Ecclesiastes 4 reminds me of a fork in the road of my own life. My father was a loner that never seemed to have any close relationships with anyone. I remember sitting at a bar at 26 years old, and seeing my reflection in the mirror. I saw myself in the middle of a crowd and realized I was completely alone emotionally. I knew I had to make a change, or I too would likely remain isolated. This chapter seems to be written by an old Solomon looking back, remembering the best, and then looking around now and seeing the worst. Perhaps he is thinking of a wrong turn. He begins, “I looked and saw all the oppression that was taking place… tears of the oppressed and they have no comforter… I declared that the dead… are happier than the living… better… is the one who has never been born“. We have a sense that he had run hard in the rat-race, perhaps pushing aside all obstacles including people, “All toil and all achievement spring from one person’s envy of another“. He has distain for the lazy, “Fools fold their hands“. And he ridicules their rationale, “Better one handful with tranquility than two handfuls with toil“. Pausing to look around, he adds, “There was a man all alone… his eyes were not content with his wealth… For whom am I toiling? …This too is meaningless a miserable business!“. Maybe Solomon is holding up a mirror for you?
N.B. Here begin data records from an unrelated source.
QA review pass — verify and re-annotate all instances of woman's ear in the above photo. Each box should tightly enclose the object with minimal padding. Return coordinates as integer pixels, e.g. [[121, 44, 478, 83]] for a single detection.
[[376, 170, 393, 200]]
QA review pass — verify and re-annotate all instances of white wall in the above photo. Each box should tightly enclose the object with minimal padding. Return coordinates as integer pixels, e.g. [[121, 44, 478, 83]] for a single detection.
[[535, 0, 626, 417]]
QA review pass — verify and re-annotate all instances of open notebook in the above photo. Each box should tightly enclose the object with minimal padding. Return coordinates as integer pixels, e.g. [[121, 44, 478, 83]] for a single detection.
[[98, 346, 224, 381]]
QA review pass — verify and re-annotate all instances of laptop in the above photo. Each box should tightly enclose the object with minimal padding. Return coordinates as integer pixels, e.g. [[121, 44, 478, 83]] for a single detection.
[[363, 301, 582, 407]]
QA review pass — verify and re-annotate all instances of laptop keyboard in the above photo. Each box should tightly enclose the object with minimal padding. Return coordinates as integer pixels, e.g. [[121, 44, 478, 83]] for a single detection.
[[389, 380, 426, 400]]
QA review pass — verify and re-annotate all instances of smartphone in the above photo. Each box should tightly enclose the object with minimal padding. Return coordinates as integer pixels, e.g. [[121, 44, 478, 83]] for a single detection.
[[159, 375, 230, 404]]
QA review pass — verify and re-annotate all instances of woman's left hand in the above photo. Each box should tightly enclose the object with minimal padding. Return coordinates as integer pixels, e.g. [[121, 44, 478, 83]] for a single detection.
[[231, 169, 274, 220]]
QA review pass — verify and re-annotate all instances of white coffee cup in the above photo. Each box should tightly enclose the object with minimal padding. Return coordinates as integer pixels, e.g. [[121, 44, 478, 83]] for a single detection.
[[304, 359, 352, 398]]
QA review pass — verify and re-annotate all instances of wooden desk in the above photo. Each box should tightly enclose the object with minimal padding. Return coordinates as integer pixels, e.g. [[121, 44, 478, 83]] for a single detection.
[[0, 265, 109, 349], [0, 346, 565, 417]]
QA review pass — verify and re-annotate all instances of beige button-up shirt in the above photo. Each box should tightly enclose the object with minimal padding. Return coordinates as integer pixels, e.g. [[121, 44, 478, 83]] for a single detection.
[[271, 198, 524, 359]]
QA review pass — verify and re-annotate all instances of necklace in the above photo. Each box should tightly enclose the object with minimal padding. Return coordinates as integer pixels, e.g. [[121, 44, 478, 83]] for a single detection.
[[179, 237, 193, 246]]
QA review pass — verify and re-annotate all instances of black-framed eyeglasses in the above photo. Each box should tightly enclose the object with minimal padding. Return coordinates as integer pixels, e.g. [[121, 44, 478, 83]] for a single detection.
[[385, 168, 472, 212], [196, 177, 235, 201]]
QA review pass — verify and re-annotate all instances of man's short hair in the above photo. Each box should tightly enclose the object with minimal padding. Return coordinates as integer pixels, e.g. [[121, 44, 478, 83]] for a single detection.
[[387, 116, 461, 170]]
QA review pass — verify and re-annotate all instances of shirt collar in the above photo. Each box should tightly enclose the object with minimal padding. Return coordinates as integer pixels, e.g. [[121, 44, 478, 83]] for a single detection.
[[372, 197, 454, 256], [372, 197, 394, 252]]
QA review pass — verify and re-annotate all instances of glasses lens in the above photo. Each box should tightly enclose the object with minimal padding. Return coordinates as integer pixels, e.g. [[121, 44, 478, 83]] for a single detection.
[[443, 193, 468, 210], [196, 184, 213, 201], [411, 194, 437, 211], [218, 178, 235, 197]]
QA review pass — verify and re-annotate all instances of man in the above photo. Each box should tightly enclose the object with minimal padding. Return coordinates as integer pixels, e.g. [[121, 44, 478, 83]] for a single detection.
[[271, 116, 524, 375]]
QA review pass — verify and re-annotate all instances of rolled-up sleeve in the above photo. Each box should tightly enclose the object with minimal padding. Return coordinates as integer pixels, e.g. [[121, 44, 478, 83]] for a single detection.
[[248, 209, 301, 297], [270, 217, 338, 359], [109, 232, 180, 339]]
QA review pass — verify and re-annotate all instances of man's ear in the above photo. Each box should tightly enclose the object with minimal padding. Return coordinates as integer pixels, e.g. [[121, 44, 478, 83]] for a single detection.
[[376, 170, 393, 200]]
The next section holds great meaning to me because one year after the turning point of my life, my pastor read these words in my wedding ceremony. I immediately think of the joy of that day. I believe Solomon is remembering an earlier time in his life. He begins, “Two are better than one“. He continues by listing all the reasons, “If either of them falls down, one can help the other up… if two lie down together, they will keep warm… Though one may be overpowered, two can defend themselves“. Solomon then adds the ingredient that makes it possible for two imperfect people to become unified. He says, “A cord of three strands is not quickly broken“. Who is the third strand? I believe he is referring to the Holy Spirit of God knitting together two into one. With God at the center of my marriage and my home, I am wonderfully drawn into unity. The string of our marriage becomes part of the tapestry of God’s family. Are you feeling a need for unity? There is hope.
I believe Solomon looks into a mirror of his own and he concludes, “Better a poor but wise youth than an old but foolish king who no longer knows how to heed a warning“. Is Solomon facing a decision point? He continues, “I saw that all who lived and walked under the sun followed the youth, the king’s successor“. I wonder if he is thinking back on his father King David and the legacy he would leave for his own son as he wrote, “The youth may have come from prison to the kingship, or he may have been born in poverty within his kingdom… But those who came later were not pleased with the successor“. Solomon had strayed and wandered far from God’s will and I believe he was now miserable and ready to submit to God’s authority. I believe my life is just one example of God’s ability to transform us into a reflection of Him. Some of us need to be set free from our past by embracing the unity of God’s Holy Spirit today. “Now the Lord is the Spirit; and where the Spirit of the Lord is, there is liberty. But we all, with unveiled face, beholding as in a mirror the glory of the Lord, are being transformed into the same image from glory to glory, just as by the Spirit of the Lord“. Are you ready to make a turn?.